At the club, too, Jele had supportive senior players to mentor him.

“I was lucky because there were experienced guys like Lucky Lekgwathi, Moeneeb Josephs, Siyabonga Sangweni and Benni McCarthy who took me under their wing. I guess it also helped that I had the spirit to learn, because you can be among those calibre players and still not pick anything up.”

That he became captain of Pirates in 2018 surprised him, although Mokoena had predicted it from the beginning. “The day I signed up for Pirates [in 2006], Walter told me that I would one day become captain. He advised me to just keep on pushing and working hard and that I will end up as captain. When it happened, he called me to remind me of those words from way back then.”

But that injury in 2011 threatened to mess it all up before he could get the honour of leading the Mighty Buccaneers. “I am really thankful that the club was supportive during that time. The previous year, Benson Mhlongo had been badly injured and he was among those who supported me and encouraged me when the doctors were counting me out. He told me to not give up.

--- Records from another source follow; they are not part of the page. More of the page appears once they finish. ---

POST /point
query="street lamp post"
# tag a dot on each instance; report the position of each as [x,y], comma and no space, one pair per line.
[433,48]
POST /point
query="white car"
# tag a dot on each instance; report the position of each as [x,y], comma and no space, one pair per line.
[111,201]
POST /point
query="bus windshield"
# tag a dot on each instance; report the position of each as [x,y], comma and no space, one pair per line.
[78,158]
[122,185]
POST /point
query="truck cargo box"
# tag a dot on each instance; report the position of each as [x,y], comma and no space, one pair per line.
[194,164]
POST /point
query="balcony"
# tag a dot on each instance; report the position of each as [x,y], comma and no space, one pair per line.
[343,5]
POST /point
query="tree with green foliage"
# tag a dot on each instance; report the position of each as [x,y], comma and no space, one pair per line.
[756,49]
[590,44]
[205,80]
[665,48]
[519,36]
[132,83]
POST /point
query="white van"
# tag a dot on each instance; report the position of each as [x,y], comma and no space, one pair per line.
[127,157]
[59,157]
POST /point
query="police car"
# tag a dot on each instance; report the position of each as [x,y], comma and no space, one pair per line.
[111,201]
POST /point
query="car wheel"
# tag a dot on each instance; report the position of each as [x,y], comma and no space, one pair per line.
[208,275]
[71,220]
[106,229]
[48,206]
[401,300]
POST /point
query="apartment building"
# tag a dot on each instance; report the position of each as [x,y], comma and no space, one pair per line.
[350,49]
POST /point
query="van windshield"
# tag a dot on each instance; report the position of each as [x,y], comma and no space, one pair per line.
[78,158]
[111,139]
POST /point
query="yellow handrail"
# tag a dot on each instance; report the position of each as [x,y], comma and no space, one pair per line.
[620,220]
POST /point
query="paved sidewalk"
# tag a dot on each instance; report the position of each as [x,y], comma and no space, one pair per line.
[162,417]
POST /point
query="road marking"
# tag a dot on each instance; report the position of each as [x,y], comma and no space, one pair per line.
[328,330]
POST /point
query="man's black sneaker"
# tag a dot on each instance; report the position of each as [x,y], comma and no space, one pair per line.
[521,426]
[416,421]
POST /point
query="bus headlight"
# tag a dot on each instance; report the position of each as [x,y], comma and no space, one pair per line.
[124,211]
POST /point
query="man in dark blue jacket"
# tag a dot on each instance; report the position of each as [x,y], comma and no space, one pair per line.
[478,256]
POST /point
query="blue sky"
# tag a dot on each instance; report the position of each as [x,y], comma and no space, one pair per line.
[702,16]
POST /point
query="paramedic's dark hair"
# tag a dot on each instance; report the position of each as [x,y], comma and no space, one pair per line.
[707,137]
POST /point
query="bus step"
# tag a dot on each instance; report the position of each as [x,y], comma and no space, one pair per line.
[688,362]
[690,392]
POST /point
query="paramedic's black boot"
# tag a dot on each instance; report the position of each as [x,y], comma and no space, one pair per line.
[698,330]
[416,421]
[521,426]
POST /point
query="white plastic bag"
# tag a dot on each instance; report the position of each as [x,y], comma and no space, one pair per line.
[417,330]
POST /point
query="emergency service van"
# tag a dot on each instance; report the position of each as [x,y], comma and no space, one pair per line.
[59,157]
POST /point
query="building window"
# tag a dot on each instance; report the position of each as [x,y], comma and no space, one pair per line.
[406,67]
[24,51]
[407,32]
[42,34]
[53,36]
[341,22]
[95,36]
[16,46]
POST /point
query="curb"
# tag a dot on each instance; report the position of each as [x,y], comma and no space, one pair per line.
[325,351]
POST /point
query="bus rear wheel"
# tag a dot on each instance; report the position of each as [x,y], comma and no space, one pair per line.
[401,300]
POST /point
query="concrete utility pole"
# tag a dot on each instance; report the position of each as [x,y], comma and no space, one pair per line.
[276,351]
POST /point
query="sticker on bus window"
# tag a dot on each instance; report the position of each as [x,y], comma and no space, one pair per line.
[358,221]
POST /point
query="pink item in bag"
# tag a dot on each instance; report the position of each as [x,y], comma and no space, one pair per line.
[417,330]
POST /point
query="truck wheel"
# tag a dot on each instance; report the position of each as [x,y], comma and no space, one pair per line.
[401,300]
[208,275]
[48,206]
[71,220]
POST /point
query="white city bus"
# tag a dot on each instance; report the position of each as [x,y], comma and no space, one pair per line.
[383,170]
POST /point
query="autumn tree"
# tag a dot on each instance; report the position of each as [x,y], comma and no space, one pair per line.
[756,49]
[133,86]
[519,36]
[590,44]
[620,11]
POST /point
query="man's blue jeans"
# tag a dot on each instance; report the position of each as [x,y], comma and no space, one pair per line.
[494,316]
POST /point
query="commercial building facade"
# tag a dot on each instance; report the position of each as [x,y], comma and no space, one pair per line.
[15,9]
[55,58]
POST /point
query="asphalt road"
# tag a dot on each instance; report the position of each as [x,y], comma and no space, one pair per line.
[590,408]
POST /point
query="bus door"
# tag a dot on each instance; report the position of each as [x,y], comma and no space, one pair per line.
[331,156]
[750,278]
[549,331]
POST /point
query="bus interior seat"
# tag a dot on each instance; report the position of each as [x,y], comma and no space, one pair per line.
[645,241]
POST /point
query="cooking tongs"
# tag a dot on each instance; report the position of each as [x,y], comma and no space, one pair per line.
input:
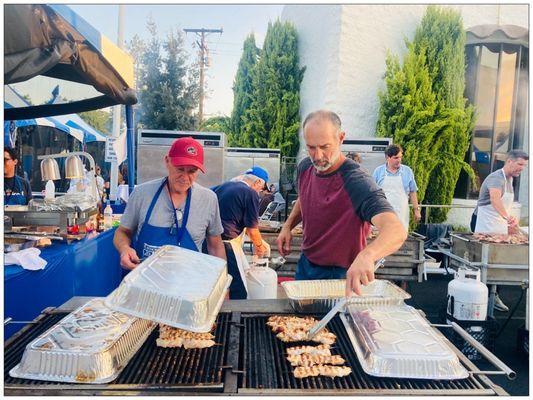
[337,308]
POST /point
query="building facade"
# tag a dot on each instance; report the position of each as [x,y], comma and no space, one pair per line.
[344,48]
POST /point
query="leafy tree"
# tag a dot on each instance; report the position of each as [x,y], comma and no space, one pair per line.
[408,113]
[166,85]
[217,124]
[99,119]
[273,118]
[441,37]
[242,91]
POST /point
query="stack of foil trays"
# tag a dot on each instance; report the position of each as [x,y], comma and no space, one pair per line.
[174,286]
[321,295]
[91,345]
[396,341]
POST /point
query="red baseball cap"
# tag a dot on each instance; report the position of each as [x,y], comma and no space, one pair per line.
[187,151]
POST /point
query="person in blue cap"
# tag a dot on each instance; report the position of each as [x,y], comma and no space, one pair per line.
[238,200]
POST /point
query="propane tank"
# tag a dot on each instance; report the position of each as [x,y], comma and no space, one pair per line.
[262,281]
[467,296]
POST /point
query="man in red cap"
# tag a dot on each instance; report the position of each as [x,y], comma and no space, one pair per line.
[174,210]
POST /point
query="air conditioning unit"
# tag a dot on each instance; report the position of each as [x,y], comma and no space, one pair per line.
[237,160]
[371,150]
[153,146]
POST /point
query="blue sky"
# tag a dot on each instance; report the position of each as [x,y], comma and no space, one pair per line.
[237,21]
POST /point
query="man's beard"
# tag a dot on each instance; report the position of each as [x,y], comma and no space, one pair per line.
[328,165]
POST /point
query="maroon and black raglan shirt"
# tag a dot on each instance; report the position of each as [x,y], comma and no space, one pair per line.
[336,211]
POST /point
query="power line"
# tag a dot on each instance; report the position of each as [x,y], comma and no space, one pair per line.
[202,52]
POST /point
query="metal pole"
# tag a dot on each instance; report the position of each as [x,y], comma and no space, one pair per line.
[131,144]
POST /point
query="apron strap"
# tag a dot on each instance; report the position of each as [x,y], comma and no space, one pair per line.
[154,200]
[183,228]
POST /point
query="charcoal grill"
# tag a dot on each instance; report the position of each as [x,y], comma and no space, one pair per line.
[249,361]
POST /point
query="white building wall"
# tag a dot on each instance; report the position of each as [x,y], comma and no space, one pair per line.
[344,48]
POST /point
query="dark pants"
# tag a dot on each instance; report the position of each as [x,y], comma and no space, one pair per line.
[237,291]
[473,221]
[306,270]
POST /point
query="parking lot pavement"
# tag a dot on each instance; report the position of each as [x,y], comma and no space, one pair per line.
[430,296]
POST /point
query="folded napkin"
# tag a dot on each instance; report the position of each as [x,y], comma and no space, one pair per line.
[27,259]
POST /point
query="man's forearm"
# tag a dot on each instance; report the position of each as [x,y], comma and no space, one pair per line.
[215,247]
[255,236]
[391,236]
[295,217]
[414,199]
[121,240]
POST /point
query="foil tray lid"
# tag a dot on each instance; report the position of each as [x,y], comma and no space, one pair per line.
[335,289]
[90,345]
[174,286]
[396,341]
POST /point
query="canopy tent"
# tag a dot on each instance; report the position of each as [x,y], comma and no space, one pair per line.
[52,40]
[13,99]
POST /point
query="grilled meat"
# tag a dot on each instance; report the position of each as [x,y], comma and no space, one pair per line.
[175,337]
[324,370]
[320,350]
[306,360]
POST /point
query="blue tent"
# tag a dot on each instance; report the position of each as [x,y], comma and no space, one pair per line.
[13,99]
[74,121]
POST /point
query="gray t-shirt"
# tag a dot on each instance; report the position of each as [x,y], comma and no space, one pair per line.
[496,180]
[204,214]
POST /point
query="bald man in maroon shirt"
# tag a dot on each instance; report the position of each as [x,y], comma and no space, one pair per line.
[337,202]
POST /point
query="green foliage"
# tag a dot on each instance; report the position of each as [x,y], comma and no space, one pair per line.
[408,113]
[273,118]
[442,39]
[242,91]
[167,86]
[217,124]
[99,119]
[424,110]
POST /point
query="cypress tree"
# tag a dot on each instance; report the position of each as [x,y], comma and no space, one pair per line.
[273,118]
[242,92]
[441,38]
[408,114]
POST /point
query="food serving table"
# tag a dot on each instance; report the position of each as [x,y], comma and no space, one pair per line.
[89,267]
[248,360]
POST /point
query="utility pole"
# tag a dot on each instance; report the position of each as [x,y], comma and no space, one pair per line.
[203,50]
[113,185]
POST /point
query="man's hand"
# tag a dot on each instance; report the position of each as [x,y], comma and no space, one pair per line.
[260,250]
[418,215]
[129,258]
[361,272]
[284,241]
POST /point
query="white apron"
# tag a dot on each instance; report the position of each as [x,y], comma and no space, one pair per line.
[395,193]
[242,262]
[489,220]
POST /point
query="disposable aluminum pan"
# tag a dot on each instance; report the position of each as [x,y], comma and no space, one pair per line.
[91,345]
[395,341]
[174,286]
[321,295]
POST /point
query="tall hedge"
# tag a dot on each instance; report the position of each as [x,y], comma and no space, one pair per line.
[441,37]
[242,91]
[273,118]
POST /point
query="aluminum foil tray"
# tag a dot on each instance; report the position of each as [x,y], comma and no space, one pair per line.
[396,341]
[91,345]
[174,286]
[321,295]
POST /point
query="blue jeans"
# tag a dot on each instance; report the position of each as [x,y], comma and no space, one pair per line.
[306,270]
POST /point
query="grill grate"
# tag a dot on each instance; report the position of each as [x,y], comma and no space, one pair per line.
[151,365]
[265,366]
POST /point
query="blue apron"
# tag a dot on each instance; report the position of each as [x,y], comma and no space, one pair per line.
[151,237]
[16,199]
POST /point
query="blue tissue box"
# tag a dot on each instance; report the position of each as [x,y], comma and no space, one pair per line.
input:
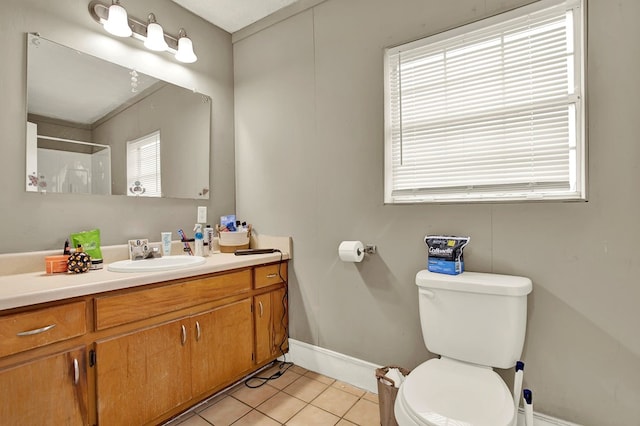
[441,266]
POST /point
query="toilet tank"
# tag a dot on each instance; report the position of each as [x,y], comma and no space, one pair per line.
[474,317]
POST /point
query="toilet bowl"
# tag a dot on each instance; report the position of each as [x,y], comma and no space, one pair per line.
[445,392]
[474,321]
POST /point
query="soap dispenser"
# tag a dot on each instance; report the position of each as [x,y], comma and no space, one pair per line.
[199,239]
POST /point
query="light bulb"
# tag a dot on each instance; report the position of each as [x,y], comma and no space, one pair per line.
[118,23]
[155,35]
[185,50]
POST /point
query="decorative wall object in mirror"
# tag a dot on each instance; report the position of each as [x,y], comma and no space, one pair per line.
[85,114]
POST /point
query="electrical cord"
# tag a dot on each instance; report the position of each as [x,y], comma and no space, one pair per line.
[284,364]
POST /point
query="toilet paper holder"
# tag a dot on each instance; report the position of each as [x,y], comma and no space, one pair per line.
[370,249]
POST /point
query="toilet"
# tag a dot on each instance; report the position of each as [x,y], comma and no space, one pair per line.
[474,321]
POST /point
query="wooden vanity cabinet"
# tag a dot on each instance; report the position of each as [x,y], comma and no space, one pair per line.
[51,390]
[147,375]
[222,347]
[270,312]
[143,374]
[140,355]
[40,385]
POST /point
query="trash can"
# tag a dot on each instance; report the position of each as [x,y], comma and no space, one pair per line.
[387,392]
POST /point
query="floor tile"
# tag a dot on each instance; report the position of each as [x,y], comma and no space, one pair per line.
[288,377]
[195,421]
[225,411]
[344,422]
[313,416]
[281,407]
[335,401]
[209,402]
[305,389]
[254,396]
[319,377]
[348,388]
[298,369]
[370,396]
[256,418]
[364,413]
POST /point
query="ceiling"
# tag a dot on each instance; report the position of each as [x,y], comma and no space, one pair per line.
[233,15]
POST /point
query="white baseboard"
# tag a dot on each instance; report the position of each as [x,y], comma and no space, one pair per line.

Also our physio, John Williams, worked with me and took me all over looking for a doctor who could help.”

Getting the thumbs up

Eventually, Jele and the club found a doctor who gave him good news. “We found a Doctor Botha in Morningside and after examining me he said to me, ‘My friend, you are going to play again. I’ve helped a lot of other players with similar injuries before.’ 

“That was music to my ears. And looking around his office, I saw a lot of framed rugby jerseys. I knew they were from players grateful to have been helped and that gave me hope. I did everything he instructed me to do during the rehab programme after the surgery. I also read some positive books such as Robert H Schuller’s Tough Times Never Last But Tough People Do and Joel Osteen’s It’s Your Time, which helped make me strong mentally.”  

Jele returned to the game and 10 years later he has won everything there is to win domestically: two league championships, two MTN8 titles, two Nedbank Cups as well as the Telkom Knockout. He is also one of the league’s longest serving players. You would think he’d be a contented man.

“I’m a winner and I never get tired of winning. So I’m not full yet. I still love to achieve more and the one thing that will bring me the most joy is to win a continental title for this club.”

Nicknamed Magents after Edward Motale – the former right back who lifted the African Cup of Champions Clubs as Pirates captain in 1995 – Jele would love to emulate his namesake.

“I do speak with Magents and he has always advised me to remain true to myself and not try to be him. But if there’s one thing I’d love to do that he did, it is to lift the Champions League trophy – as Happy Jele, of course, and not Magents,” he chuckles.

For that to happen, Jele has to lead the club to a local league title they last won 10 seasons ago. It is a tough task, but he believes it is doable. “We can win the championship this season. I believe we all know what is required of us to do and we all want the same. We all want to be league champions once again and we have the team good enough to do that.”

At just 34 years of age, Jele is a spring chicken compared with the likes of the late John “Shoes” Moshoeu and Siyabonga Nomvethe, who played deep into their 40s.

And with 400 matches chalked up, there is every reason to foresee Jele adding a further 100. When that happens, there’s sure to be a capacity crowd at the stadium. And whether he sheds tears or not, Jele will remain a Pirates hero in The Ghost’s eyes.